Australia’s Adelaide Botanic Garden is an oasis of 125 acres, a place where insane architecture (note the glass waterfall) and horticulture coexist right in the city center of Adelaide.

But the Botanic Garden is more than just a respite from the bustle. The western part, next to the Gingko Gate, has been designated the Garden of Health, and its purpose is to demonstrate the use of plants to heal and promote health and well-being in Western and non-Western cultures. There are two distinct parts: the Garden of Contemplation, which “encourages contemplation and reflection,” and the Garden of Healing, which focuses on disease prevention and treatment. Visitors learn how the use of healing plants has developed, from the Neolithic period to the present age of medical and pharmaceutical science. More than 2,300 plants representing 257 species reveal the diversity of plants that have been used to heal the body, mind, and soul for thousands of years.

The purpose of the Garden of Health is to demonstrate the use of plants to heal and promote health and well-being in Western and non-Western cultures.

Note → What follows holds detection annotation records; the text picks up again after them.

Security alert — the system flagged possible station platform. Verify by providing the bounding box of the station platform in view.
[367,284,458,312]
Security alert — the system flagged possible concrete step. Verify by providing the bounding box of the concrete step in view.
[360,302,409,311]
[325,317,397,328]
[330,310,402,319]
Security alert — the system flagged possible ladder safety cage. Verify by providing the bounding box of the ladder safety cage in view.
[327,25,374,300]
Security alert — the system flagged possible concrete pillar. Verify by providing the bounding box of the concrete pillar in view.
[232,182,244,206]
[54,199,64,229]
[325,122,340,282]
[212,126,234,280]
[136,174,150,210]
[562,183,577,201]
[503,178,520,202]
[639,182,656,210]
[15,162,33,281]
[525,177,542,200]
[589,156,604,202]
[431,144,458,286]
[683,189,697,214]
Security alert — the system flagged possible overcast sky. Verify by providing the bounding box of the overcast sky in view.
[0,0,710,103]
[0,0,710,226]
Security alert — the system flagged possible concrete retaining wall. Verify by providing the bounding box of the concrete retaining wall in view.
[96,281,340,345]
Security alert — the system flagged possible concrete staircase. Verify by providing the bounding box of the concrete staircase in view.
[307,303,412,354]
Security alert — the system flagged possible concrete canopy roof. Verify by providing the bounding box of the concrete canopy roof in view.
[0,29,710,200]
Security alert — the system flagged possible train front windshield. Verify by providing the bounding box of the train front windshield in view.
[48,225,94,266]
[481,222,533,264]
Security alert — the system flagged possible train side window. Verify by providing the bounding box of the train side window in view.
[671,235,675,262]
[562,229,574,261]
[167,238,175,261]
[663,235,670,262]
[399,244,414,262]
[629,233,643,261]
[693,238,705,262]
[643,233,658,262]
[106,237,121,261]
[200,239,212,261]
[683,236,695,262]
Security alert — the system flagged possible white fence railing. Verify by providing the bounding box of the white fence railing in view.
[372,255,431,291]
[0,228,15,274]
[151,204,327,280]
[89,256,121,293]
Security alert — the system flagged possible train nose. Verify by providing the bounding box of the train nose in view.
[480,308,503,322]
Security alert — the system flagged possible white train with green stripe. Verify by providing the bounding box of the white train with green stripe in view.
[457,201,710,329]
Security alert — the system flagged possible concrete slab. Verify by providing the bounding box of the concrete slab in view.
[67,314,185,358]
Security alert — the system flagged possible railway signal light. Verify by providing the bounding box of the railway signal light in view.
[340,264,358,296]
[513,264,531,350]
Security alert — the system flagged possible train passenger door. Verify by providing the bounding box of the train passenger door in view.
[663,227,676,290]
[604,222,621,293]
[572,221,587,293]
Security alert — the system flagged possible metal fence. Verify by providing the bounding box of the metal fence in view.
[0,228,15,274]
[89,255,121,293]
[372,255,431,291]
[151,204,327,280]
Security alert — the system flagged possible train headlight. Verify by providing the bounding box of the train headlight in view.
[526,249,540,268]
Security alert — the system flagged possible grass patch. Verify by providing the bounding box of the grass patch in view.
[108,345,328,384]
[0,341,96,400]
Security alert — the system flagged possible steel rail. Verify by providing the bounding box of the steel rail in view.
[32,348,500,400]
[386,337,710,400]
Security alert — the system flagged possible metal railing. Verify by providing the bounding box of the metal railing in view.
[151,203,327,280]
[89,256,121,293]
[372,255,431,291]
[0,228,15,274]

Another special feature of this bucolic site is Paul Baker, chef of the Botanic Gardens Restaurant. Baker crafts a modern Australian menu that emphasizes ethically farmed produce, fresh vegetables, and herbs harvested daily from Adelaide Botanic Garden—a true garden-to-table experience. The restaurant has been recognized nationally; The Australian published a glowing review by an acclaimed food critic and included the restaurant on its prestigious “Hot 50 Restaurants” list in 2015. Gourmet Traveller’s 2016 Restaurant Guide bestowed a coveted 1-star rating on the restaurant, ranking it among Adelaide’s top five dining establishments. Chef Baker also hosted a critically acclaimed dinner at the James Beard House in New York recently.

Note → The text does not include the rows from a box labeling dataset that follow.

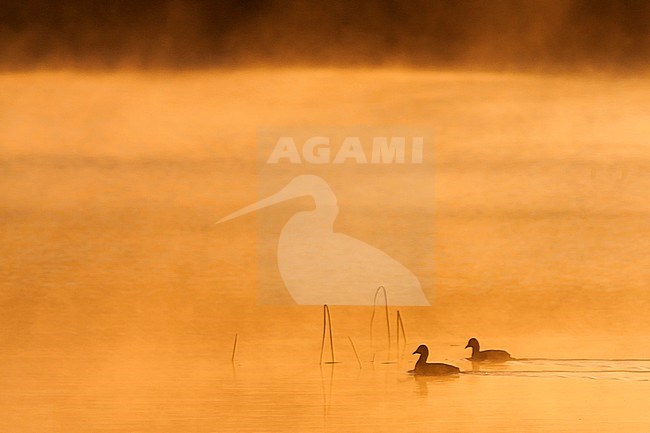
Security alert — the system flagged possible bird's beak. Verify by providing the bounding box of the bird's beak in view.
[217,182,303,224]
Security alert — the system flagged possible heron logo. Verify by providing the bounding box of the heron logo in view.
[219,128,432,306]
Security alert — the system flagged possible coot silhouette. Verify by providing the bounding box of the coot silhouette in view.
[465,338,514,362]
[409,344,460,376]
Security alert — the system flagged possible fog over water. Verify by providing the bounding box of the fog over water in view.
[0,0,650,70]
[0,0,650,433]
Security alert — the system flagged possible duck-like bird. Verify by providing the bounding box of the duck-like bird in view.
[409,344,460,376]
[465,338,514,362]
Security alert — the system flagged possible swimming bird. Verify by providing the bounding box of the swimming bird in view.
[465,338,514,362]
[409,344,460,376]
[218,175,429,305]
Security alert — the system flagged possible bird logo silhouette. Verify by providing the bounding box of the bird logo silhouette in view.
[218,175,430,306]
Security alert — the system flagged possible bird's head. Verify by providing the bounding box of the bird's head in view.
[413,344,429,355]
[465,338,479,349]
[217,174,338,224]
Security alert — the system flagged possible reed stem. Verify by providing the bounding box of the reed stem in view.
[230,334,239,364]
[319,304,335,364]
[348,335,363,369]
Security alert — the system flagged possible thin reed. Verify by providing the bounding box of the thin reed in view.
[396,310,406,358]
[319,304,336,364]
[348,335,363,369]
[230,334,239,364]
[370,286,391,361]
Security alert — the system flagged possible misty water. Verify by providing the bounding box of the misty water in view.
[0,69,650,433]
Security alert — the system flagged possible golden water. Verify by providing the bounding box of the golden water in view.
[0,69,650,433]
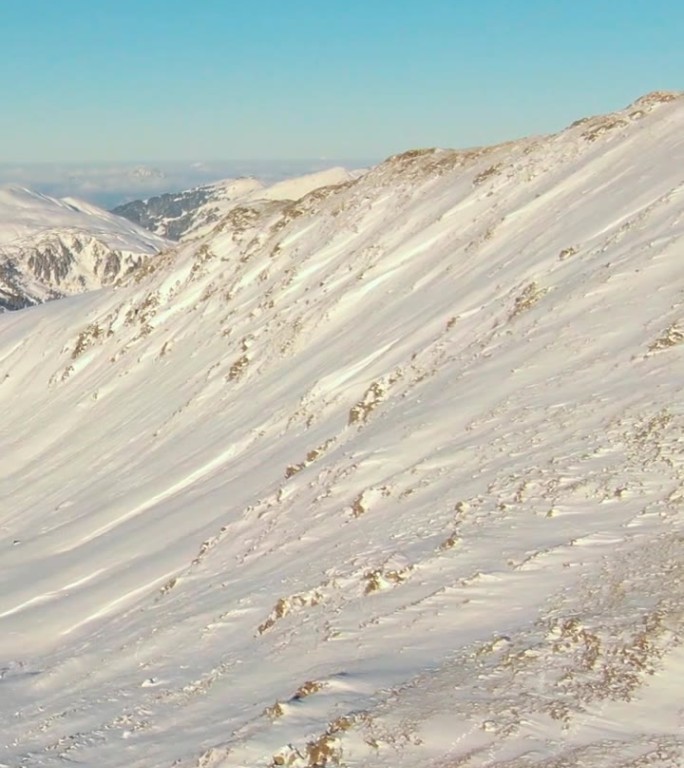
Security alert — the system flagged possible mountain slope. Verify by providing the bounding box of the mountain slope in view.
[0,187,167,311]
[113,168,359,240]
[0,95,684,768]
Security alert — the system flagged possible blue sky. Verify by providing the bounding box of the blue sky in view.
[0,0,684,163]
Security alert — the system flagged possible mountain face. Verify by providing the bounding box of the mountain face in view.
[0,187,167,311]
[0,94,684,768]
[112,168,358,240]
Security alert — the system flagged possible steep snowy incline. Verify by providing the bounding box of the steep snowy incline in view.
[0,187,167,311]
[0,94,684,768]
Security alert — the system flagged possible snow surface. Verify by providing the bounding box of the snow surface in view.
[0,187,168,311]
[0,94,684,768]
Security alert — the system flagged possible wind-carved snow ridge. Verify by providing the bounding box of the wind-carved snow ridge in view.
[0,94,684,768]
[0,187,167,312]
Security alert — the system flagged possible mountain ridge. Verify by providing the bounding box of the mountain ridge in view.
[0,186,167,311]
[0,94,684,768]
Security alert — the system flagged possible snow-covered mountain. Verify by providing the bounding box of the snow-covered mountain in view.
[112,168,360,240]
[0,187,168,311]
[0,94,684,768]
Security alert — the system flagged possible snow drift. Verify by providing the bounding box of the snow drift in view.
[0,94,684,768]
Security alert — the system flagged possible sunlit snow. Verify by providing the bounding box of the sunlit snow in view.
[0,95,684,768]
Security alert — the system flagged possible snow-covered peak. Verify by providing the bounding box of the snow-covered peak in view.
[114,167,360,240]
[0,99,684,768]
[0,186,166,310]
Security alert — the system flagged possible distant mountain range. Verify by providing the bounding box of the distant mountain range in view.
[0,187,168,311]
[0,93,684,768]
[112,168,360,240]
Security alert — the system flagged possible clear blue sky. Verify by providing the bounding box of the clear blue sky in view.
[0,0,684,163]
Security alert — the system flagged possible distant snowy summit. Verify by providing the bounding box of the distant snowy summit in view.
[0,186,167,312]
[112,168,361,240]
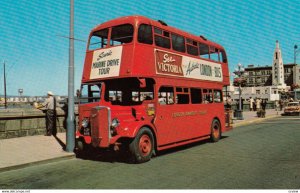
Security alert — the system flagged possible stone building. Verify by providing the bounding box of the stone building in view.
[228,41,300,101]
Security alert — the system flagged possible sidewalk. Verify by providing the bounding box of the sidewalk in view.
[0,133,74,172]
[0,109,282,172]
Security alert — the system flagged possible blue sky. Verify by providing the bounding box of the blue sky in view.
[0,0,300,96]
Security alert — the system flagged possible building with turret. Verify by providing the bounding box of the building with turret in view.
[228,41,300,101]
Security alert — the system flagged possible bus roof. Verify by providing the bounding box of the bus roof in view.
[91,15,224,50]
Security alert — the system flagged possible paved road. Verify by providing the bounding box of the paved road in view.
[0,117,300,189]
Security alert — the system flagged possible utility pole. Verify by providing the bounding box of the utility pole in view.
[66,0,75,152]
[3,61,7,109]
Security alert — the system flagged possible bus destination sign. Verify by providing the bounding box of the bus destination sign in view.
[90,46,122,79]
[155,50,223,82]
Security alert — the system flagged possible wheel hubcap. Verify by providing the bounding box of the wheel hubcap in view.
[139,135,152,156]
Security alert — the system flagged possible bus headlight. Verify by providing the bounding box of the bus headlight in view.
[81,118,89,128]
[111,118,120,128]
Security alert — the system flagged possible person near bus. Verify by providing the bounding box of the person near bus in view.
[279,99,283,111]
[40,91,56,136]
[255,98,261,111]
[249,97,254,111]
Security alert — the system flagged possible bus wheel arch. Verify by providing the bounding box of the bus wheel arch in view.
[210,117,222,142]
[129,126,156,163]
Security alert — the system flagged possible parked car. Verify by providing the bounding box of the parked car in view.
[283,102,300,115]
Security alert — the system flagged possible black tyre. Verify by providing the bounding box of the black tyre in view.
[129,127,154,163]
[210,119,221,142]
[75,138,91,158]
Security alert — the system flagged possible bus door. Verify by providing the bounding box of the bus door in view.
[154,86,182,145]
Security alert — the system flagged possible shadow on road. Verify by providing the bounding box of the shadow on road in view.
[76,136,227,164]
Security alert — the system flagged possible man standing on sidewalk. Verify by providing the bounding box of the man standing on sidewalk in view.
[42,91,56,136]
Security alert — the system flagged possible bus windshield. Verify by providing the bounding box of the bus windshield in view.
[105,78,154,106]
[89,24,134,50]
[79,83,101,104]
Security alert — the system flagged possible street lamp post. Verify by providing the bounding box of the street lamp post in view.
[66,0,75,152]
[294,44,299,64]
[3,61,7,109]
[233,63,247,120]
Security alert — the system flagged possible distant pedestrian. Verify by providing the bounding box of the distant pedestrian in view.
[279,99,283,111]
[261,99,267,111]
[226,96,232,109]
[253,98,257,111]
[39,91,56,136]
[256,98,261,111]
[249,97,254,111]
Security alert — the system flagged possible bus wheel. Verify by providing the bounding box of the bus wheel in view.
[129,127,154,163]
[210,119,221,142]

The Botanic Gardens Restaurant is located in a heritage rotunda and offers stunning 180-degree views of the tranquil Garden and Main Lake, making it an ideal perch for lingering over lunch or dinner. The restaurant offers botanical-inspired cocktails that use fresh produce from the garden and its own Botanic Ale, a limited-edition craft beer produced from barley grown on Adelaide Botanic Garden’s City Crop farm. Its wine list features some of South Australia’s most recognized boutique wines.

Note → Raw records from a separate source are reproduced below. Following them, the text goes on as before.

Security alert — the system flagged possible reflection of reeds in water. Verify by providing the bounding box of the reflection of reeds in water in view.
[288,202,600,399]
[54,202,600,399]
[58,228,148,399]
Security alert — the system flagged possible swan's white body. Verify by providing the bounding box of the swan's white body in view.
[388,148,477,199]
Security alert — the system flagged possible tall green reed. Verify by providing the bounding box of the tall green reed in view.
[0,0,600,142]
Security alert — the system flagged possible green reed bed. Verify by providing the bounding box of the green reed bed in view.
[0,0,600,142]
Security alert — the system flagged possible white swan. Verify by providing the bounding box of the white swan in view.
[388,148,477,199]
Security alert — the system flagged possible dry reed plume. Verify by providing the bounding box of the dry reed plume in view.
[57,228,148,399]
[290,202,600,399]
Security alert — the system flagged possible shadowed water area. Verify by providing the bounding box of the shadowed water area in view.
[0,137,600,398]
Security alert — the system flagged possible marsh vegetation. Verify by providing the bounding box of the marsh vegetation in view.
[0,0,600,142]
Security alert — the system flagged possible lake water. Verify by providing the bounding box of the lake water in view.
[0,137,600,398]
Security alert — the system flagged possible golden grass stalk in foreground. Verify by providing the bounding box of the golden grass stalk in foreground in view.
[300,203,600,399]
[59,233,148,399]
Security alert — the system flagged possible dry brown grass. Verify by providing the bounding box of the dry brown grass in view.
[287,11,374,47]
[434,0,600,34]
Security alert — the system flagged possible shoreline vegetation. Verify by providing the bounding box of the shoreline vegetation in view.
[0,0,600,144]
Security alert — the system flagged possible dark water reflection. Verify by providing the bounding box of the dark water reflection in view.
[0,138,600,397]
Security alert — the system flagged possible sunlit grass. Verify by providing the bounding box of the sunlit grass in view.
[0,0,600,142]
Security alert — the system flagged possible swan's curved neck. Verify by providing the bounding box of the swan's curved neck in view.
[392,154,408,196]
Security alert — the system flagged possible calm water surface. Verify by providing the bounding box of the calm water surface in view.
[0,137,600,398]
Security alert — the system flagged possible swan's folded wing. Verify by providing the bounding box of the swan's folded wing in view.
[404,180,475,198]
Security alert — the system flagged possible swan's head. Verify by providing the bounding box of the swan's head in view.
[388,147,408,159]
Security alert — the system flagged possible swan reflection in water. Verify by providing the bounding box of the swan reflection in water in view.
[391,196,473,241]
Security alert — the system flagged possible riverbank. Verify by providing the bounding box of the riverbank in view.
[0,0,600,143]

Chef Baker also grows tomatoes on these highly fertile grounds. “The varieties we have had include Tigerella, Wild Sweetie, Green Zebra, Grosse Lisse, and San Marzano. They are all grown organically and are generally staked to wooden pyramids,” he says.

Baker serves all sorts of tomatoes in his dishes. “At the restaurant we pickle the green tomatoes and serve them with a fresh buffalo curd, lovage verde salsa, and quinoa crackers as a snack. The pickled green tomatoes are also great with cured meats,” he says. As expected, fresh, ripe tomatoes don’t need much dolling up—Baker simply serves them fresh with local sea salt or uses the juice to make a sorbet. Could anything be more refreshing on a hot Australian day?